Abstract

The study deals with changes in clay mineral associations with soil development and related implications for land users in the Lusikisiki area of the Eastern Cape Province of South Africa. Fifteen profiles, encompassing all major soil forms in the region, were investigated. The pedons developed from pre-Jurassic sedimentary rocks or Jurassic dolerite under a modeled annual precipitation of −950 to 1250 mm. The least weathered horizons in soils, derived from sedimentary rocks, contained mica, illite/smectite interstratifications (I/S) and minor amounts of kaolinite, a clay mineral suite, characteristic of the geothermal history of the region. Profiles, developed from dolerite, formed from an association of plagioclase and pyroxene. The A horizons in the vast majority of the profiles were dominated by either kaolinite, quartz or gibbsite, but generally contained an association of at least two of the above minerals. In some profiles significant amounts of hydroxy-interlayered vermiculite (HIV) were also present.
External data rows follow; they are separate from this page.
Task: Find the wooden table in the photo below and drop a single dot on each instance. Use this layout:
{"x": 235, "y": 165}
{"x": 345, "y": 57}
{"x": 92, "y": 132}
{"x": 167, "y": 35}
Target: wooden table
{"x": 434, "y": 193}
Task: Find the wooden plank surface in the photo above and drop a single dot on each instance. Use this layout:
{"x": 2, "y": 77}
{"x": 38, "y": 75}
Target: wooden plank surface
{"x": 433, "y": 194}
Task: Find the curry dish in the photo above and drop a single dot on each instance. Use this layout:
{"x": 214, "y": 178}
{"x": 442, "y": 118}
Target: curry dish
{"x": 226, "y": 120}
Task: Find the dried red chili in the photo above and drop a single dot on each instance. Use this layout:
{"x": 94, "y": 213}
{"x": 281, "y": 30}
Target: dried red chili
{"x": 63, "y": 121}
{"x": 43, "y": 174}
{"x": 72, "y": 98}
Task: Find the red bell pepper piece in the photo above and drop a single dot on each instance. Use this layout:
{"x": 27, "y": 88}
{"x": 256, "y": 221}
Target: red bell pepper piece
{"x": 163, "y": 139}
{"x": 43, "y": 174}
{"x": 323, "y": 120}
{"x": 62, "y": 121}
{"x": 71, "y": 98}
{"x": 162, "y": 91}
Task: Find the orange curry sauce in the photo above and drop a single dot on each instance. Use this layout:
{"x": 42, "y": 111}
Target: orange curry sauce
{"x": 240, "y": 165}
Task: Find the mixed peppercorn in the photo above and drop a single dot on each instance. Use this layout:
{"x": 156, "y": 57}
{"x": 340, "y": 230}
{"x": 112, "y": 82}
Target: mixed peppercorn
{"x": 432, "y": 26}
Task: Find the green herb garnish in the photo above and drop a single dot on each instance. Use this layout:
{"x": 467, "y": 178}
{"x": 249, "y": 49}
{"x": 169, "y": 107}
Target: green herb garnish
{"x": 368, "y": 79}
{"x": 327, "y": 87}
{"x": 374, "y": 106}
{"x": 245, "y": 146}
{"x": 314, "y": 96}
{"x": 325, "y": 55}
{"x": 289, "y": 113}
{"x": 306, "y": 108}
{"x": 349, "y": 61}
The weathering pathway, therefore, seems to lead from illite, I/S and smectite to HIV, kaolinite and gibbsite. Quartz is hypothesized to be of aeolian origin, possibly reflecting desert loess. Mineral parageneses were not related to topographic position and little related to parent material. Soils with greatly different degrees of pedogenesis had almost identical clay mineral suites in their uppermost horizons.